Page:Nerval - Voyage en Orient, I, Lévy, 1884.djvu/435

La bibliothèque libre.
Cette page a été validée par deux contributeurs.
423
DRUSES ET MARONITES.

À ce point de vue, mon mariage devient de la haute politique. Il s’agit peut-être de renouer les liens qui attachaient autrefois les Druses à la France. Ces braves gens se plaignent de voir notre protection ne s’étendre que sur les catholiques, tandis qu’autrefois les rois de France les comprenaient dans leurs sympathies comme descendants des croisés et pour ainsi dire chrétiens[1]. Les agents anglais profitent de cette situation pour faire valoir leur appui, et de là les luttes des deux peuples rivaux, druse et maronite, autrefois unis sous les mêmes princes.

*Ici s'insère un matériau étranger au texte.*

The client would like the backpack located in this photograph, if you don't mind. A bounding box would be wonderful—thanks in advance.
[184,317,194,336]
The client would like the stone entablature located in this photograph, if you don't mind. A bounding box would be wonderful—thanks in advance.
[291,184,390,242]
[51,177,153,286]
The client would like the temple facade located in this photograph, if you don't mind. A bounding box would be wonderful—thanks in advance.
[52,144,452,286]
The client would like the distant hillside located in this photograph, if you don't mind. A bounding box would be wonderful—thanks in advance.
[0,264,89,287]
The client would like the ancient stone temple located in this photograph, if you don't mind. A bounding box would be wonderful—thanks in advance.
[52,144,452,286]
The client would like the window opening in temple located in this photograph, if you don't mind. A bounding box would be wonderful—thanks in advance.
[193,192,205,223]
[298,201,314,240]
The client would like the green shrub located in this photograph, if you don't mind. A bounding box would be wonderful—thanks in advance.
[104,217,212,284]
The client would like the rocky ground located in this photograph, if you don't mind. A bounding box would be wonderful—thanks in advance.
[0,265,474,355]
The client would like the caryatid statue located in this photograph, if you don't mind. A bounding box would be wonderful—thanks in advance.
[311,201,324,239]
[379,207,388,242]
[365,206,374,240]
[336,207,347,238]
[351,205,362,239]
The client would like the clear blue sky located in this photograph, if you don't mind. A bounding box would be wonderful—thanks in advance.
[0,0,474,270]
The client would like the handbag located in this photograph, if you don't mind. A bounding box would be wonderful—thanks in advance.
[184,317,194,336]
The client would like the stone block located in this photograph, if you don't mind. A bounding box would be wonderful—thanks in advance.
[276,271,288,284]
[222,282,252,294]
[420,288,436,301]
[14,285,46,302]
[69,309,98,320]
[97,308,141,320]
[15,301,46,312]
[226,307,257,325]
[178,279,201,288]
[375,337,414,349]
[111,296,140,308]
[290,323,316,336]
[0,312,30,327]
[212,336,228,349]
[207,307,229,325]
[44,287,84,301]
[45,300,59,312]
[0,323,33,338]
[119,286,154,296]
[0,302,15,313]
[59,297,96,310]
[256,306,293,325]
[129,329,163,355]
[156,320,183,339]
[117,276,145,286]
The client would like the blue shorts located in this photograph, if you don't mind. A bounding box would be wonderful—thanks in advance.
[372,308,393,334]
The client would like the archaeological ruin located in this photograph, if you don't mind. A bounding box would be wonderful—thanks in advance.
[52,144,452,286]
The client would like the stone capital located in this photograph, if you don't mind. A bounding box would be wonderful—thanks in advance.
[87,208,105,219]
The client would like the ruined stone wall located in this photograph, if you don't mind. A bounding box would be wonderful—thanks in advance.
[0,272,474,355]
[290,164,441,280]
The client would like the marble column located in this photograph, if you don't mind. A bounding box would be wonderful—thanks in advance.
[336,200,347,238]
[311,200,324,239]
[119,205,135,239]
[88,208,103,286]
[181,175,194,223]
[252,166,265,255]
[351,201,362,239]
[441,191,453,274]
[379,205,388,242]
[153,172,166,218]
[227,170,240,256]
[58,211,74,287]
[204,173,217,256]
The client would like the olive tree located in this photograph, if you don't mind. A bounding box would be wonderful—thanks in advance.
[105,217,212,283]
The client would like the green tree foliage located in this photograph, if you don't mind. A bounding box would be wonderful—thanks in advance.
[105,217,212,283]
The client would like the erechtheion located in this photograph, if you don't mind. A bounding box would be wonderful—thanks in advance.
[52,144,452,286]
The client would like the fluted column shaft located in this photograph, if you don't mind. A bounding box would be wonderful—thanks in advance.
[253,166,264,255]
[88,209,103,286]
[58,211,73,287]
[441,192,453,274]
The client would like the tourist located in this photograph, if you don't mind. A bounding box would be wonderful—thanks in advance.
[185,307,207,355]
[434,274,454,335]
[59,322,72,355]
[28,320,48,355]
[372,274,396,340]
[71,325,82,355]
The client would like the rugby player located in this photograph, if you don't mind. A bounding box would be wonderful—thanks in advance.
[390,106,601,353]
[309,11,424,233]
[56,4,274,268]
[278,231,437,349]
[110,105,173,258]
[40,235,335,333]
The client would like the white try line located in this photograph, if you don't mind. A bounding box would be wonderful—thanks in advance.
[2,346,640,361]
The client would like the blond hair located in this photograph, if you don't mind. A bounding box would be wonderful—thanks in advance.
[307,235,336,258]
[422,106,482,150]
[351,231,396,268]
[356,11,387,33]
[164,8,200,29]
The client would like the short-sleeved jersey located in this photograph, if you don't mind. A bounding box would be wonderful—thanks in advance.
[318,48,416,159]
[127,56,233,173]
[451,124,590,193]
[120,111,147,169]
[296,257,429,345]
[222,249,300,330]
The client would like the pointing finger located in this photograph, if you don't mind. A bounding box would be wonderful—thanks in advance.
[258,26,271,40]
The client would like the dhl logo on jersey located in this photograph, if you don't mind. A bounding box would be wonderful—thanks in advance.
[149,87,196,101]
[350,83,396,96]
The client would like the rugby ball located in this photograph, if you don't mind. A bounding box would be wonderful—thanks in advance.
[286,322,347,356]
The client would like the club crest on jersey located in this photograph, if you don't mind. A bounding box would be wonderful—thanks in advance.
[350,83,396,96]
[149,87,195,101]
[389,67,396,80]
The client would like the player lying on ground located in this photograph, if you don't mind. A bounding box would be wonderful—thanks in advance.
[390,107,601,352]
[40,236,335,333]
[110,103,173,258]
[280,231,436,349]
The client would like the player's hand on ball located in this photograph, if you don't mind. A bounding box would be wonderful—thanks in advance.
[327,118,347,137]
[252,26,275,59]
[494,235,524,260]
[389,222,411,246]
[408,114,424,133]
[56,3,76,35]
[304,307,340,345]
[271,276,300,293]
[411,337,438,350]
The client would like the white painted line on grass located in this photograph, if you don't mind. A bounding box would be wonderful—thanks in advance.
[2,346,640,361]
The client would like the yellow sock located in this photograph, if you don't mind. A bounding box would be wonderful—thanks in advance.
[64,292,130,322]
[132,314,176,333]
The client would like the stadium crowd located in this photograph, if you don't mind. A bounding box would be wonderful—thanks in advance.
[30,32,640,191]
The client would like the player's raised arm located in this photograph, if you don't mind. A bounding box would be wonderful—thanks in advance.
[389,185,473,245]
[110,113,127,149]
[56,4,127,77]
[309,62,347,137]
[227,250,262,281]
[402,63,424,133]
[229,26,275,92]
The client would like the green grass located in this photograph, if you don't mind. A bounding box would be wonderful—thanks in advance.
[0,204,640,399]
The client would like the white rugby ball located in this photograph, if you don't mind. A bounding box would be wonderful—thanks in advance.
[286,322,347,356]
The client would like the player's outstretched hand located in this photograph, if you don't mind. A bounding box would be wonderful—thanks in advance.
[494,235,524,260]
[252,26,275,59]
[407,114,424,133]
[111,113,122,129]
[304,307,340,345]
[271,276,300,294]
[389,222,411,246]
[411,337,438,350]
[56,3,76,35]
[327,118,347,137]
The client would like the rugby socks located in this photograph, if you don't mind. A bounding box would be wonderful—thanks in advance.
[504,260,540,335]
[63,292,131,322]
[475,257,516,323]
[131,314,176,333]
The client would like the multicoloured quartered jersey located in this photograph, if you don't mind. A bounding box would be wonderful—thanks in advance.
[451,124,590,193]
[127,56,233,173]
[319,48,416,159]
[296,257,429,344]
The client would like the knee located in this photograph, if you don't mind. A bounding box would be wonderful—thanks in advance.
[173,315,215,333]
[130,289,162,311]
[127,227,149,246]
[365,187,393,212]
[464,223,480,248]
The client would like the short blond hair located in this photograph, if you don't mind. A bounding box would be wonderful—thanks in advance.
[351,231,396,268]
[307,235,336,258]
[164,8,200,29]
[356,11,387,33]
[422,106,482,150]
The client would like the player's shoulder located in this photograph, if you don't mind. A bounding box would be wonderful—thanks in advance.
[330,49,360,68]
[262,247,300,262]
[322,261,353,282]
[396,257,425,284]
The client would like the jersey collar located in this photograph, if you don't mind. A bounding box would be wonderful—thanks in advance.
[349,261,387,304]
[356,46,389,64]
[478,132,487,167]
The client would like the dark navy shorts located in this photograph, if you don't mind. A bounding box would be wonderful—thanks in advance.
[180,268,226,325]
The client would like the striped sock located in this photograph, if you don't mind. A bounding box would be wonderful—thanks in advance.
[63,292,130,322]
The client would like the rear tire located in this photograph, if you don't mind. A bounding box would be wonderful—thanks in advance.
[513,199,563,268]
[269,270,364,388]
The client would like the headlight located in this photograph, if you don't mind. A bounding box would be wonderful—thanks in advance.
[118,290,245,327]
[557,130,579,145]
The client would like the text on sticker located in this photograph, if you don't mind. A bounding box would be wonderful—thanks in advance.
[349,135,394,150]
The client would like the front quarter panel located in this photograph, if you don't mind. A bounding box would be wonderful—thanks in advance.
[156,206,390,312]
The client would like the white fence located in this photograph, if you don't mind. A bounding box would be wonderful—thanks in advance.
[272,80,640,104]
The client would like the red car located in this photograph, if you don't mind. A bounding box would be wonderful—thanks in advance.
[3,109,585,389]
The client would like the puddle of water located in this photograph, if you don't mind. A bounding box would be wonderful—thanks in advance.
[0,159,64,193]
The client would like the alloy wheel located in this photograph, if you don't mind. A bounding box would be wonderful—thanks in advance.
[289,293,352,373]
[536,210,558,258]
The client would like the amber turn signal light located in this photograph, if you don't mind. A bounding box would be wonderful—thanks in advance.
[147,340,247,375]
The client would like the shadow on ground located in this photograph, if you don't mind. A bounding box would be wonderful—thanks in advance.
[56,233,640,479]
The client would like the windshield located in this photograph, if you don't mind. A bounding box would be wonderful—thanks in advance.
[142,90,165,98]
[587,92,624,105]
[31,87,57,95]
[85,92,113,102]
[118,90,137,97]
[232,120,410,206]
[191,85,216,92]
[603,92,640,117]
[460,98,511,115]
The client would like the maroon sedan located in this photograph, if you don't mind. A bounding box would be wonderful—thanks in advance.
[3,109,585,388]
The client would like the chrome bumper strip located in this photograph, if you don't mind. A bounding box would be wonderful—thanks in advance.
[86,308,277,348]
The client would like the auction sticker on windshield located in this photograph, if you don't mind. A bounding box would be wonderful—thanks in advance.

Le kaïmakam a permis enfin au cheik Eschérazy de retourner dans son pays et ne lui a pas caché que c’était à mes sollicitations près du pacha d’Acre qu’il devait ce résultat. Le cheik m’a dit :

— Si tu as voulu te rendre utile, tu n’as fait que le devoir de chacun ; si tu y avais ton intérêt, pourquoi te remercierais-je ?




Sa doctrine m’étonne sur quelques points, cependant elle est noble et pure, quand on sait bien se l’expliquer. Les akkals ne reconnaissent ni vertus ni crimes. L’homme honnête n’a pas de mérite ; seulement, il s’élève dans l’échelle des êtres comme le vicieux s’abaisse. La transmigration amène le châtiment ou la récompense.

On ne dit pas d’un Druse qu’il est mort, on dit qu’il s’est transmigré.

Les Druses ne font pas l’aumône, parce que l’aumône, selon eux, dégrade celui qui l’accepte. Ils exercent seulement l’hospitalité, à titre d’échange dans cette vie ou dans une autre.

Ils se font une loi de la vengeance ; toute injustice doit être punie ; le pardon dégrade celui qui le subit.

On s’élève chez eux non par l’humilité, mais par la science ; il faut se rendre le plus possible semblable à Dieu.

  1. Si frivoles que soient ces pages, elles contiennent une donnée vraie. On peut se rappeler la pétition collective que les Druses et les Maronites ont adressée récemment à la chambre des députes.